Abstracts of Current Projects
Elucidating the effect of chronic liver inflammation on colorectal cancer metastatic dissemination. Outgrowths of disseminated metastases remain the primary cause of mortality in cancer patients; however, molecular and cellular mechanisms regulating metastatic spread remain partially elusive. It is estimated that approximately 50% of colorectal cancer (CRC) patients develop liver metastases. Recently published clinical studies have shown that colorectal liver metastasis (CRLM) is less frequent in patients with fatty liver, hepatic cirrhosis or chronic hepatitis B and C virus infection. The proposed research is designed to take a different perspective on this complicated process and to elucidate the pre-existing heterogeneous biological microenvironment in which the liver is less permissive to support metastases establishment and the factors which play a role in this. By using Mdr2-ko mice with our already established CRLM model we will be able to shed light on these complex molecular and cellular interactions. Our preliminary data demonstrates that the existence of a chronic hepatic inflammatory background in mice proactively obstructs CRLM dissemination at the age of two month while proactively mediates CRLM at the age of five months. Our central hypothesis is that the pre-existing hepatic microenvironment can alter liver metastatic seeding. The proposed research is designed to elucidate the unexplored aspects of the variable hepatic environments in facilitating or arresting metastatic disease. In order to address this complex issue, a multidisciplinary approach is undertaken involving analyses of liver samples from the different pre-existing hepatic scenarios (RNA sequencing, cytokine array etc.), cell analysis, intravital imaging and cell population manipulations.
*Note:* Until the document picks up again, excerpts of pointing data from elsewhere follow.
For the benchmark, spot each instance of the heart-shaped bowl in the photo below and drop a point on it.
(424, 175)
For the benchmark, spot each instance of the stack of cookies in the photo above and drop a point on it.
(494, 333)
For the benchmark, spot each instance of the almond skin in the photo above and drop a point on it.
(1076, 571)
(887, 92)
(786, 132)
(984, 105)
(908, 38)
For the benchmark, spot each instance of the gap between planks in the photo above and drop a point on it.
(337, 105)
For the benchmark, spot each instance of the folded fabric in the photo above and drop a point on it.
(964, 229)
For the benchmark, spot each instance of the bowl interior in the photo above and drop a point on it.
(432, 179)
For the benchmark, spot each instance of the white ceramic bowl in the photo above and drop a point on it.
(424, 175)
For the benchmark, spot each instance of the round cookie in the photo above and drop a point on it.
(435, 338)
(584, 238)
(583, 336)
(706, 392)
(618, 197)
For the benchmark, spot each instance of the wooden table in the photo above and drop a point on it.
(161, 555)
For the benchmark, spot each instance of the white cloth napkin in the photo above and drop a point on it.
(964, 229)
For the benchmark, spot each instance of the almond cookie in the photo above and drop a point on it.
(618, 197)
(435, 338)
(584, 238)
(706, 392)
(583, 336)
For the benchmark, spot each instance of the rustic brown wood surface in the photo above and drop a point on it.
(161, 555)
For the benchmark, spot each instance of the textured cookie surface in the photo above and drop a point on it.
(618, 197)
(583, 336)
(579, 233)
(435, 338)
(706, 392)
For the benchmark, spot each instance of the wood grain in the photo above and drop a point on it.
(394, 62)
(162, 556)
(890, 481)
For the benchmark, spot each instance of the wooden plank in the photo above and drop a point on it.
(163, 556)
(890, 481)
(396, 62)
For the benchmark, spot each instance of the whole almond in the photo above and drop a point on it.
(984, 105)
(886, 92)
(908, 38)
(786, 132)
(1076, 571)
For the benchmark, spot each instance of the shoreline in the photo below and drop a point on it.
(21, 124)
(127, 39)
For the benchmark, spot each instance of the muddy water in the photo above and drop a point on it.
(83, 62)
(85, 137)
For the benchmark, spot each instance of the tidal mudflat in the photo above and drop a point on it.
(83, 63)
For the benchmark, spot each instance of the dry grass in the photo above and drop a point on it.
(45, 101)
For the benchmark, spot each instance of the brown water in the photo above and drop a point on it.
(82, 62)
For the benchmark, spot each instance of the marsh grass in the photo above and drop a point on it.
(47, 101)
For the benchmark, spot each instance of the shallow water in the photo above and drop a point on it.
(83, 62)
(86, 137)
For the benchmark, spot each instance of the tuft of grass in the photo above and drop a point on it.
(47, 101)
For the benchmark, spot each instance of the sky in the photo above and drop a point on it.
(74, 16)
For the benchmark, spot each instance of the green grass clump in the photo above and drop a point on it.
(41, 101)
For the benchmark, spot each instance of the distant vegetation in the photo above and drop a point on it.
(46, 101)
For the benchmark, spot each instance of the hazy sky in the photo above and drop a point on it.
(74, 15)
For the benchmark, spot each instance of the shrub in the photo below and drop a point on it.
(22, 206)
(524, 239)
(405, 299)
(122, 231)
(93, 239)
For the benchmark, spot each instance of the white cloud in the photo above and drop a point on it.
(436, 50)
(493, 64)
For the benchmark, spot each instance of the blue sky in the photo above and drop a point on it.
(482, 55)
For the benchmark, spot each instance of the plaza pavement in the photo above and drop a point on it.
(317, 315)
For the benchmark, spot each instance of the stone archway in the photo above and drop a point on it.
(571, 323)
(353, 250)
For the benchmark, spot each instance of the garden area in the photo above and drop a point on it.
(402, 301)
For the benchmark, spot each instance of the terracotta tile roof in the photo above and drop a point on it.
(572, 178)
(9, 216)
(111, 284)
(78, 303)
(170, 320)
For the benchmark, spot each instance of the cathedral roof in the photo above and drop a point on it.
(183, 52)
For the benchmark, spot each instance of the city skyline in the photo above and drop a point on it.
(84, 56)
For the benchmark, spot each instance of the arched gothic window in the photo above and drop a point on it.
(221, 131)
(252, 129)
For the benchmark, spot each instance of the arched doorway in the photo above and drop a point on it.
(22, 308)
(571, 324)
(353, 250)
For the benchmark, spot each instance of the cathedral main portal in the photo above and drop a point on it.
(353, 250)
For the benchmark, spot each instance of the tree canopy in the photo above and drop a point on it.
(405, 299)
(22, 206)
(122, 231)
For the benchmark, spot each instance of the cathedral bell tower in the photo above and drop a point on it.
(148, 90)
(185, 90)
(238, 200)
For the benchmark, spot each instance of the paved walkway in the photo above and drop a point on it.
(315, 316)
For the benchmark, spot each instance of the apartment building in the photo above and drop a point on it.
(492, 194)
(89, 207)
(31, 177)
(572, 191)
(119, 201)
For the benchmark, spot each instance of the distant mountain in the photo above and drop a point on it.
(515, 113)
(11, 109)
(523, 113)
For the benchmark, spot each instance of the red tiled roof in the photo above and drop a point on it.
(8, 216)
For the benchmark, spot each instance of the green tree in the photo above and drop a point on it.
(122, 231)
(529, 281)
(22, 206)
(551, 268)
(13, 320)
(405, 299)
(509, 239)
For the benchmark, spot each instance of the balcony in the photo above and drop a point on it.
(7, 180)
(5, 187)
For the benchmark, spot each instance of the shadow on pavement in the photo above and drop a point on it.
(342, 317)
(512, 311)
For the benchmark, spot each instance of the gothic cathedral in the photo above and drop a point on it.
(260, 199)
Liver regenerative process alterations as a consequence of bleeding and transfusion of red blood cells with different storage time: fresh vs. "aged". Liver regeneration, a process that rapidly compensates for the acute loss of liver parenchyma, plays a critical role in patients requiring large liver resections. These operations are frequently associated with massive blood loss with subsequent blood transfusion. Concerns have been raised about the safety and efficacy of transfusing stored blood. Previously, in a rat model of acute bleeding followed by blood resuscitation we found that whereas the transfusion of fresh blood improved liver outcome, transfusion of blood stored for 7 days exacerbated liver injury (Crit Care Med, 2013). Thus avoiding further liver injury induced by the transfusion of aged blood in liver surgeries is of paramount clinical importance. Our currently ongoing study, in a rat model of PHx, revealed that acute bleeding during PHx delays and attenuates liver regeneration. Moreover, with bleeding the mode of liver regeneration is altered from hepatocytes proliferation to hypertrophy (FASEB J, 2017). Furthermore, our preliminary results demonstrate that transfusion with fresh RBCs restored liver regeneration capacity following PHx and bleeding, while stored RBCs administration impedes the process and alters the pattern of liver regeneration causing further liver injury. Our current research goal is to further elucidate the underlining molecular pathways involved in the altered regenerative process due to "aged" blood transfusion. The results of this study may lead to better understanding of the liver regeneration process under pathological conditions.